Sr. Cloud Security Engineer, Zoro
Company Summary:
Zoro offers millions and millions of products—an endless aisle with everything you need to run your business. We offer fast and free shipping, no-hassle returns, and exceptional customer service. We’ve grown quickly in a short time and are continuing to do so while aggressively growing our revenue. We are excited to be a part of an award-winning culture—we have been named a Great Place to Work for multiple years in a row, among other local and national accolades. We think Zoro is a pretty amazing place to work and grow, and think you will too!
Primary Function:
This individual will serve as a thought leader and security expert for Zoro and is responsible for evaluating, implementing, and managing security tools designed to protect, detect, and monitor the cloud infrastructure and SaaS applications Zoro utilizes. He or she will also be assessing, recommending, and designing security controls for existing systems and applications operating in our environment. As a Senior Cloud Security Engineer it will also be his or her responsibility to help promote positive change and build a security-aware technology culture within the DevSecOps and surrounding organizations.
Duties and Responsibilities:
- Design highly available, scalable, and resilient security solutions leveraging both cloud-agnostic and cloud-native tools within AWS and GCP
- Design and implement container security enhancements
- Design, implement, and monitor solutions for network and landing zone security, server and container image hardening, identity and access management (IAM), data security, patch management, application security, secrets management.
- Design and implement automated security processes and controls to increase operational effectiveness and to reduce manual processes.
- Lead collaborative design of solutions to meet remediation requirements from audits, security reviews, external regulatory changes, PEN Tests, PCI changes
- Lead automation efforts to minimize manual work, ensure compliance goals, and support continuous delivery frameworks and tools
- Assess and implement monitoring tools to support operational and security incident response processes
- Strengthen the data security approach by improving the preventative, detective, and corrective solutions
- Lead in the selection of security vendors and tools, and manage vendor relationships.
- Research, analyze and assess threats and risks
- Interface with teams throughout the organization with the objective of providing high quality and low friction, security operations services.

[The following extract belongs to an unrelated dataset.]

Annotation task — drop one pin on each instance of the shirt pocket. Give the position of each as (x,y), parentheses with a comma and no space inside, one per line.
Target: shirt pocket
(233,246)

- Serve as the hands-on subject matter expert for security operations
- Provide guidance to technical teams on architectural, procedural, and security best practices
- Communicate security risks and mitigation plans to business partners
- Creating documentation for security tools and services
- Providing feedback on new and existing security policies
- Creating and maintaining security procedures
- Keeping abreast of security industry standards, technology changes, trends, and best practices
- Reviewing and approving security infrastructure change requests
- Mentor and train junior cloud security team members
Qualifications:
Education:
- Bachelor’s degree in Information Systems or related degree, or equivalent job experience.
Experience:
- 4+ years cloud infrastructure operations or information security risk compliance experience
- 4+ years of experience in cloud security engineering and operations
- Strong knowledge in AWS and/or GCP computing environment
- Web application security, browser security models, and application security vulnerabilities such as the OWASP Top Ten
- Direct working experience in designing and implementing solutions to enforce security frameworks such as NIST Cyber Security Framework, CIS Top 20, and ISO 27001
- Strong understanding of network attacks, DDoS, Phishing, email protocols/security/spam, encryption, authentication, logging and log analysis, IP and device reputation, and security rules and policies
- Highly self-motivated
- Strong attention to detail
- Strong analytical and problem-solving skills
- Strong verbal and written communication skills
- Strong interpersonal and conflict management skills
Zoro Values and Inclusive Culture:
We share a commitment to our Zoro values: Win & Lose Together (We prefer winning!), Take Ownership, Be Transparent, and Aspire to Be Customer-Obsessed. We believe when we act in ways that are consistent with these values, we can solve any technical challenge that lies ahead of us. Everything we do at Zoro is centered around delighting our customers. It's a natural extension of our company culture and how we care for each other. As a Zoro employee, you can expect to work with smart, energetic people, learn something every day, and be valued for your perspective.
Zoro is dedicated to fostering an environment where people of all backgrounds and beliefs are represented, and all team members can be confident that their experiences and perspectives are valued. Zoro aims to empower all employees to learn about, raise awareness, and promote diversity and inclusion through all of our workplace interactions.
Zoro is an Equal Opportunity Workplace and an Affirmative Action Employer.
All qualified applicants will receive consideration for employment without regard to race, color, religion, sex, sexual orientation, gender identity, national origin, disability, or protected veteran status.